La spada dello spirito, poi, cioè la parola di
Dio, sia abbondantemente nella vostra bocca e nei vostri cuori, e
tutto quello che dovete fare, fatelo nella parola del Signore.
15.
Dovete attendere a qualche lavoro,
affinché il diavolo vi trovi sempre occupati, né a causa del vostro ozio
riesca a trovare qualche via d’ingresso alle vostre anime. In questo avrete
l’esempio del beato apostolo Paolo, per bocca del quale parlava Cristo: se
seguirete lui, scelto da Dio predicatore e maestro delle genti nella fede e
nella verità, non potrete sbagliare.
Egli ha detto: "Fra voi... abbiamo lavorato con fatica e sforzo notte e
giorno per non essere si peso ad alcuno di voi. Non che non ne avessimo diritto,
ma per darvi noi stessi come esempio da imitare. E infatti, quando eravamo
presso di voi, vi demmo questa Regola: chi non vuol lavorare, neppure mangi.
Sentiamo infatti che alcuni fra voi vivono disordinatamente, senza far nulla e
in continua agitazione. A questi tali ordiniamo, esortandoli nel Signore Gesù
Cristo, di mangiare il proprio pane lavorando in pace".
Questa via è santa e buona: camminate in essa.
16.
L’Apostolo raccomanda pure il silenzio:
prescrive infatti che mentre si lavora lo si osservi. Anche il Profeta afferma:
"Il silenzio è il custode della giustizia". E inoltre: "Nel
silenzio e nella speranza sarà la nostra fortezza.

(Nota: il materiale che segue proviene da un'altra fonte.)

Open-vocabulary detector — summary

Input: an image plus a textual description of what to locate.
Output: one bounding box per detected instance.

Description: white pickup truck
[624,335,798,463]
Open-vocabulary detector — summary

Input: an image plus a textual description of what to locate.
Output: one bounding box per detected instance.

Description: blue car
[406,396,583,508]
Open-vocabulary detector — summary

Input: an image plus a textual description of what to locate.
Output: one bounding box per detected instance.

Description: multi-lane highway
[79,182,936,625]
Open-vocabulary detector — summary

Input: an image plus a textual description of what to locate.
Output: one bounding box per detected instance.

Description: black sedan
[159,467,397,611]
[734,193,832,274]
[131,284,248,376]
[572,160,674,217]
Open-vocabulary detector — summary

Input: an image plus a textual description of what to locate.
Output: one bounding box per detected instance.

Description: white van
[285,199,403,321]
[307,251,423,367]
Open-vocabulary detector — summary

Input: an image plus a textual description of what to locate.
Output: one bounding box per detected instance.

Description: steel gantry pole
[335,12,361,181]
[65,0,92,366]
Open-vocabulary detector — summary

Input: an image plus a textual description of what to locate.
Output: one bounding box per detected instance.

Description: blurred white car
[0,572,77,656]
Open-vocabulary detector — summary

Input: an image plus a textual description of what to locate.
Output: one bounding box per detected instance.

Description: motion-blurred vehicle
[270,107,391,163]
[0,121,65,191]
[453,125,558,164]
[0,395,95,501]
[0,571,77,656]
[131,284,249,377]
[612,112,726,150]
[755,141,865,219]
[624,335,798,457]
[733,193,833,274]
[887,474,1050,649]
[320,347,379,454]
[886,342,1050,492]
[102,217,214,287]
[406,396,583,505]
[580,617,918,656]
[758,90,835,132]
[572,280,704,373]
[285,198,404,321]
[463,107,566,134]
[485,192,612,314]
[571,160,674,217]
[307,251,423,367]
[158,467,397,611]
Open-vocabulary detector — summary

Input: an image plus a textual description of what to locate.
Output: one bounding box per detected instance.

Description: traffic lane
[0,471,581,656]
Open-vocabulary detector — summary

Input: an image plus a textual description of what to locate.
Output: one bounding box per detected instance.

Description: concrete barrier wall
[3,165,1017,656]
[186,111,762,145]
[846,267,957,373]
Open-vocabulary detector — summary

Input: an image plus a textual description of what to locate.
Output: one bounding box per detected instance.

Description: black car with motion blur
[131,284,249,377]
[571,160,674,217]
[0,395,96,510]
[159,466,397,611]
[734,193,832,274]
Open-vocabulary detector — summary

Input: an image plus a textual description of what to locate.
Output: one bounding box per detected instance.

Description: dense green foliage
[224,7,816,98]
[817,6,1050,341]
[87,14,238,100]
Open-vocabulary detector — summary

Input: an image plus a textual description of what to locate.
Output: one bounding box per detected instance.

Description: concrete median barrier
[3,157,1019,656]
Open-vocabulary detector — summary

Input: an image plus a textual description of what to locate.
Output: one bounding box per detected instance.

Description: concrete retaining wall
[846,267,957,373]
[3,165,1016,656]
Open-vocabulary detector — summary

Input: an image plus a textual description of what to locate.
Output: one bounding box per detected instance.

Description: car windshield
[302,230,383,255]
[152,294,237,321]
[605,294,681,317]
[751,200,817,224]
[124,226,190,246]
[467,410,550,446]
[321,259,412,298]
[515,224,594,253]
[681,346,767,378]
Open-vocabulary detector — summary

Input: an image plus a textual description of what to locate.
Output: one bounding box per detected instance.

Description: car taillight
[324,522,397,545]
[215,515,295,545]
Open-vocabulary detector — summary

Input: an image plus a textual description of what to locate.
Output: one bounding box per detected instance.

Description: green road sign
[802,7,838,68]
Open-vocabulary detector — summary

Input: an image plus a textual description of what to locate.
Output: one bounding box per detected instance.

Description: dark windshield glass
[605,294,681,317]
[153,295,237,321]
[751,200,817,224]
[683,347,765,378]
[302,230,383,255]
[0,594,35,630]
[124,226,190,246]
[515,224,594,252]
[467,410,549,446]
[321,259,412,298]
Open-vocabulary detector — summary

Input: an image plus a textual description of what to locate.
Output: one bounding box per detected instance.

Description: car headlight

Perciò stabiliamo che dalla fine di Compieta sino a Prima del giorno seguente
osserviate il silenzio. Durante il resto del tempo, sebbene non si osservi il
silenzio con tanto rigore, tuttavia si eviti con molta diligenza di parlare
troppo. Infatti, come sta scritto e come non meno insegna l’esperienza:
"Quando si parla molto, non manca la colpa", e: "Chi è
irriflessivo nel parlare ne avrà danno". E inoltre, chi parla molto,
ferisce la propria anima. E il Signore nel Vangelo dice: "Di ogni parola
oziosa che avranno detto, gli uomini renderanno conto nel giorno del
giudizio".
Perciò ciascuno pesi le sue parole e ponga un freno alla sua bocca, affinché
con la propria lingua non possa scivolare e cadere, e la sua caduta sia
insanabile e lo porti alla morte. Col Profeta custodisca le sue vie per non
peccare con la lingua, impegnandosi diligentemente e attentamente a custodire il
silenzio, in cui è riposto il culto della giustizia.
17.
Tu, fratello, e chiunque dopo di te verrà costituito Priore, abbiate sempre in
mente ed osservate con le opere quanto il Signore dice nel Vangelo: "Chi
vuol essere grande tra voi si farà vostro servitore e chi vuol essere il primo
tra voi sarà il servo di tutti".
E anche voi, fratelli, onorate umilmente il vostro Priore, più che a lui
pensando a Cristo che lo volle vostro superiore e che a coloro che nelle chiese
esercitano l’autorità ha detto: "Chi ascolta voi ascolta me e chi
disprezza voi disprezza me". Così non sarete chiamati a giudizio per
averlo disprezzato, ma per la vostra obbedienza meriterete il premio della vita
eterna.
18. Vi abbiamo scritto queste cose brevemente, fissando per voi una norma di vita, secondo la quale dovrete vivere. Se poi qualcuno farà di più, il Signore stesso, quando tornerà, lo ricompenserà. Tuttavia si comporti con discrezione, moderatrice delle virtù.